Their eigenvalues are $\pm 1$, meaning some states/particles stay the same under these operations, except for an overall — sign in the second option. Before the mid 50s, it had been established that the strong and electromagnetic interactions preserved P and C, that is the left-hand side and the right-hand side of a reaction/decay, had the eigenvalues of C and P match across these sides.

But then it was discovered in weak interactions that the P and C eigenvalues of the left-hand side and the right-hand side did not match. P and C were thus said to be violated, or equivalently, the weak interactions are not P and C symmetric. Nevertheless, CP was still apparently preserved in these reactions, as formally proposed by Landau. This means that the product of the C and P eigenvalues, the eigenvalue of CP (which is therefore also $\pm 1$) stayed the same across a reaction, thereby restoring order.

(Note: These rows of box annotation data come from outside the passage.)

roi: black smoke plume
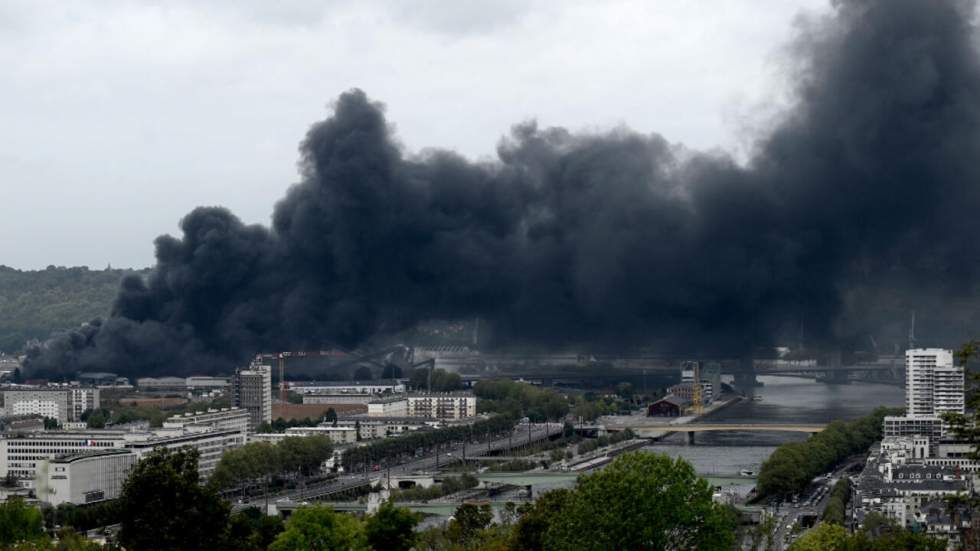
[29,0,980,375]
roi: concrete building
[303,393,378,406]
[404,392,476,420]
[126,427,246,480]
[882,415,943,444]
[3,387,100,423]
[647,394,691,417]
[163,408,249,442]
[289,380,406,397]
[368,396,408,417]
[231,362,272,432]
[136,377,187,393]
[0,430,126,484]
[184,376,231,392]
[285,426,363,445]
[905,348,964,417]
[0,421,246,486]
[36,449,137,507]
[854,437,972,528]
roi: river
[645,377,905,493]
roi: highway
[232,423,563,512]
[773,459,864,550]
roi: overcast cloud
[0,0,826,268]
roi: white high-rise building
[231,362,272,433]
[905,348,964,417]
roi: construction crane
[258,350,347,402]
[259,346,405,402]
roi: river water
[645,377,905,493]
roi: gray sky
[0,0,827,268]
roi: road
[774,458,864,549]
[232,423,563,512]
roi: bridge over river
[607,421,827,444]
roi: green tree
[0,497,44,545]
[789,522,848,551]
[269,506,371,551]
[364,501,421,551]
[119,448,229,551]
[510,489,572,551]
[446,503,493,546]
[228,507,284,551]
[545,452,737,550]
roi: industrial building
[231,361,272,432]
[368,397,408,417]
[647,394,691,417]
[36,449,137,507]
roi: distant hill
[0,265,149,353]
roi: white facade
[0,426,246,486]
[3,387,100,423]
[407,392,476,419]
[36,450,136,507]
[286,427,357,444]
[163,408,249,439]
[289,381,405,397]
[0,431,126,481]
[905,348,964,417]
[368,398,408,417]
[126,427,246,479]
[231,363,272,432]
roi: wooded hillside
[0,266,147,353]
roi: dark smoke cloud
[23,0,980,375]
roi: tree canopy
[269,505,371,551]
[515,452,737,550]
[119,448,229,551]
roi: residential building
[36,449,137,507]
[303,393,378,405]
[163,408,249,441]
[0,424,246,486]
[905,348,964,417]
[136,377,187,393]
[231,362,270,432]
[0,430,126,484]
[126,427,246,479]
[184,376,231,392]
[404,392,476,419]
[368,396,408,417]
[3,387,100,423]
[285,425,358,445]
[289,379,406,397]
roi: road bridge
[609,422,826,444]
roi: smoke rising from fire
[28,0,980,375]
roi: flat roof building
[404,392,476,420]
[3,387,101,423]
[231,362,272,432]
[36,449,137,507]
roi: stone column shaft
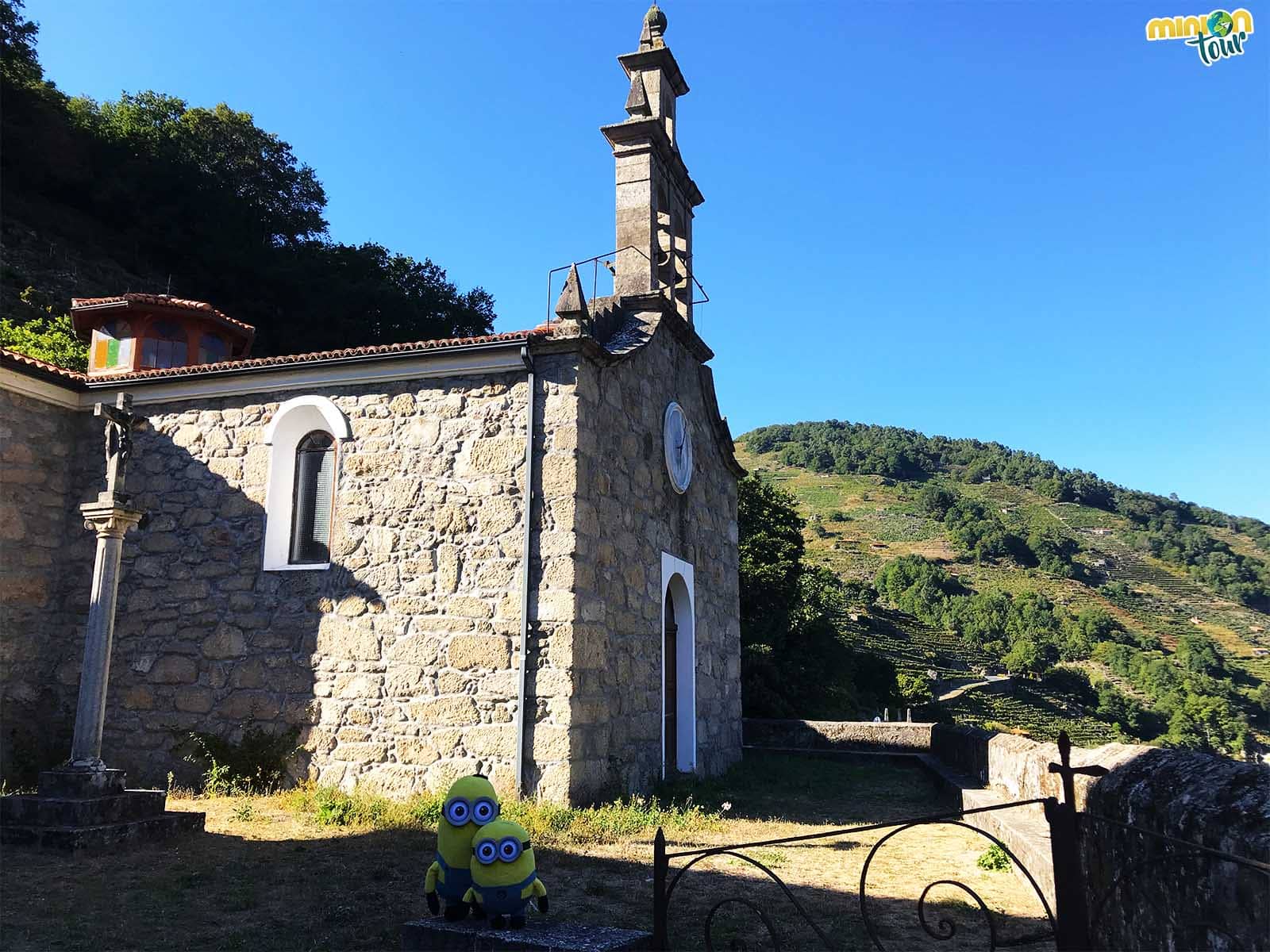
[71,503,141,770]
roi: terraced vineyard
[847,611,993,678]
[737,444,1270,747]
[942,684,1128,747]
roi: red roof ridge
[71,290,256,332]
[0,327,552,382]
[82,328,544,381]
[0,347,87,381]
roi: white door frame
[658,552,697,779]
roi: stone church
[0,6,745,801]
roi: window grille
[290,430,335,565]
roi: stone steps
[0,811,206,853]
[0,766,205,853]
[0,789,167,827]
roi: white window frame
[262,396,353,571]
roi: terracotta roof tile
[0,347,87,383]
[71,298,256,338]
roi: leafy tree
[0,0,494,355]
[1001,636,1045,674]
[1175,633,1226,678]
[0,288,87,370]
[895,671,932,707]
[1164,694,1247,755]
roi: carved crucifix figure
[93,393,137,499]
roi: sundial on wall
[662,401,692,493]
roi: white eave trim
[0,367,81,410]
[0,339,525,410]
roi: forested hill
[0,0,494,362]
[741,420,1270,608]
[737,421,1270,757]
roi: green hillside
[737,423,1270,755]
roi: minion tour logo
[1147,8,1253,66]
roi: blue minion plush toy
[423,774,499,920]
[465,820,548,929]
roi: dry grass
[0,755,1039,952]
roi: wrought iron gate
[652,732,1270,952]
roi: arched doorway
[662,554,697,777]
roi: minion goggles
[441,797,498,827]
[472,836,529,866]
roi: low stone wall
[931,724,992,787]
[741,717,935,753]
[745,720,1270,950]
[1073,747,1270,950]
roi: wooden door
[662,604,679,774]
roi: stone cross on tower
[599,4,705,324]
[70,393,144,772]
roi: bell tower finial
[601,2,705,324]
[639,4,665,49]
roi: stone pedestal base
[0,770,206,852]
[402,912,652,952]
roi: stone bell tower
[601,4,705,324]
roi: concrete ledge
[961,789,1054,909]
[402,912,652,952]
[741,717,935,753]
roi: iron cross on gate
[1049,731,1107,810]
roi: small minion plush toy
[465,820,548,929]
[423,774,498,920]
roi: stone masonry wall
[0,390,90,783]
[6,374,581,797]
[570,317,741,796]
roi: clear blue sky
[28,0,1270,519]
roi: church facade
[0,6,745,801]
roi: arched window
[288,430,335,565]
[141,321,186,368]
[198,334,230,363]
[263,396,353,571]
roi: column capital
[80,493,144,538]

So, typically, the CP eigenvalue of a neutral K-short is +1, just like the CP of two pions, so it weakly decays to such, if CP is conserved (not violated). A different combination of the very same quarks in a different arrangement, the K-long, flips its sign under the action of CP, i.e. it has an eigenvalue -1, just like the three pions it decays to. (Since both Ks are neutral, they can be CP eigenstates, of course.)

Now, in the mid-60s, in an epochal, imaginative, & delicate experiment, it was discovered, that, at a fantastically small rate, some long Kaons nevertheless could, rarely, also decay to two pions, the hallmark of CP=+1 states... So there was either a piece of CP=+1 in K-long, after all, or something "happened" in the decay to violate CP. In both cases CP was realized to be a good-but-not-perfect symmetry of the weak interactions.

This was subsequently explained successfully in terms of quark mixing of three generations, but this is a longer story. CP violation in the early universe is thought to be responsible for our universe being mostly made out of matter, and not antimatter, quarks and electrons, as opposed to antiquarks and positrons.